Coda #4 doesn’t offer too much in the way of action, serving as a cool-down after the spectacular issue-length showdown in the last chapter. The series reaches a new level of excellence with the explosive battle between the soldiers of Ridgetown, a lumbering giant, and a horde of bandits trying to storm the city, delivering page after page of thrilling carnage. There are some great action sequences in those first two issues, but nothing on par with what Bergara does in this third issue, going beyond chase scenes and smaller brawls for a full-on war scene. The two-page splash revealing the chaos on the battlefield is a jaw-dropping landscape of destruction, with multiple tiers of action that force the reader to pause and soak in the details. But the intricacy doesn’t come at the expense of motion: Bergara carries the action from the background to the foreground as the reader’s eyes move across the spread.

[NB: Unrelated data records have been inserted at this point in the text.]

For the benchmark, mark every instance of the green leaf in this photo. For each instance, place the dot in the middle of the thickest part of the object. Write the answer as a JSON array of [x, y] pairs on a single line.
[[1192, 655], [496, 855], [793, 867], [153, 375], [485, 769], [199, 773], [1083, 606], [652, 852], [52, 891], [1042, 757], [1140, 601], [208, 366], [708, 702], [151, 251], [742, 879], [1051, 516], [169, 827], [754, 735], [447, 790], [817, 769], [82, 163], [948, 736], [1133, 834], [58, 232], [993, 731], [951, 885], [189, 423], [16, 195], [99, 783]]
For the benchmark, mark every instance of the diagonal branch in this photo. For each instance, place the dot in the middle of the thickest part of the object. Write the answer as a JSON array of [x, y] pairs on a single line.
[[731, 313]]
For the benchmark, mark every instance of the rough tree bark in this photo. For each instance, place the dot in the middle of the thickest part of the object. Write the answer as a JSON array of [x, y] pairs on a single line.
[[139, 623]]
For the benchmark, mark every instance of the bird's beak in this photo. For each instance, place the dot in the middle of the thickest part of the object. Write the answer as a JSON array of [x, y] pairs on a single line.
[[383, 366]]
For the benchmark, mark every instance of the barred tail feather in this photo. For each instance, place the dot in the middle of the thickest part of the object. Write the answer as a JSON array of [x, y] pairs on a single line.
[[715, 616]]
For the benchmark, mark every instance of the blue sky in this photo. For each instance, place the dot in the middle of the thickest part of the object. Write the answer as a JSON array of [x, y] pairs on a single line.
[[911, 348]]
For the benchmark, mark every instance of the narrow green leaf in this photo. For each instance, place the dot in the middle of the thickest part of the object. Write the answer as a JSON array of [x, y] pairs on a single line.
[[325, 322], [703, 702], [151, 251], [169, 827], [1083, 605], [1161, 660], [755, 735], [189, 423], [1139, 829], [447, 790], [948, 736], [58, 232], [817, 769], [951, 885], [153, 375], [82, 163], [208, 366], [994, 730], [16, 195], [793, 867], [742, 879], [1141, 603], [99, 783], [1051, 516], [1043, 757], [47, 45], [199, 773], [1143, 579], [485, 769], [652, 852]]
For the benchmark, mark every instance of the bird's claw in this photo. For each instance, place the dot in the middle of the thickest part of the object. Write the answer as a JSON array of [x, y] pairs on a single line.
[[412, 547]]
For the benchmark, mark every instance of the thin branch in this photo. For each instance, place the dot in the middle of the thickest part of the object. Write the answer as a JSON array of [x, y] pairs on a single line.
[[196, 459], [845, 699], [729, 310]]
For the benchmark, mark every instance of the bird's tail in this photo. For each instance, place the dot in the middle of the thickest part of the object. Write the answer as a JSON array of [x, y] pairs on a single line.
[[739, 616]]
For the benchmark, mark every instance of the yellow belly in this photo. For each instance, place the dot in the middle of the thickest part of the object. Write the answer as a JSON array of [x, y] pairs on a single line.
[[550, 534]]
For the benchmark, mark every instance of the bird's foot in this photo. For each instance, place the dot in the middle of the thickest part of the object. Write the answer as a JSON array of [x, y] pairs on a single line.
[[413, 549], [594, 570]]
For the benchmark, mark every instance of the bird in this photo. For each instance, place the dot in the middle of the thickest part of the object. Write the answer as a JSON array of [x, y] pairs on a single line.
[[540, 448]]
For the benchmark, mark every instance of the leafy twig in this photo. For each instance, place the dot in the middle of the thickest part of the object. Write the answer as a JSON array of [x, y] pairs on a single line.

Hum’s loyal steed is a pentacorn, a unicorn that has been mutated by dark magic to become a raging force of devastation when it gets riled up. Bergara has a clear affinity for this majestic, terrifying creature, and some of the most striking imagery in this series involves the pentacorn unleashing its power. The battle in Coda #3 features the pentacorn at its most forceful, with one specific panel that hits like a wrecking ball as it shows the pentacorn eviscerating everything in its path during a charge across the battlefield. Body parts fly toward the reader, soaring over other panels to establish a three-dimensional space cleaved by the pentacorn rushing through in a straight horizontal line. This interaction between panels is a subtle visual technique that Bergara uses at different points, including a moment later where a bandit puts his hand directly on the panel beneath him to propel himself into the action.
Serka debuts in Coda #3 as a one-woman cavalry who single-handedly saves an entire city from a bandit invasion, riding in on her ogre and chopping opponents into a bloody storm of dismembered parts. This violent introduction gives a very different impression than the calm, considerate Serka revealed in Coda #4. She’s a good person who is biologically prone to intense periods of anger and aggression, but she’s careful to take herself out of any environment where she can cause undue harm when she goes into Berserker mode. Hum wants to cure her so that they don’t have to spend time apart, but there’s no indication that Serka wants this for herself. She’s content with her life; eager to use her power to help when she can, accepting of the fact that sometimes she needs to cut herself off from other people. Hum doesn’t want that, though, and in his attempts to attain a cure, he makes increasingly foolish decisions that put his wife and him in danger.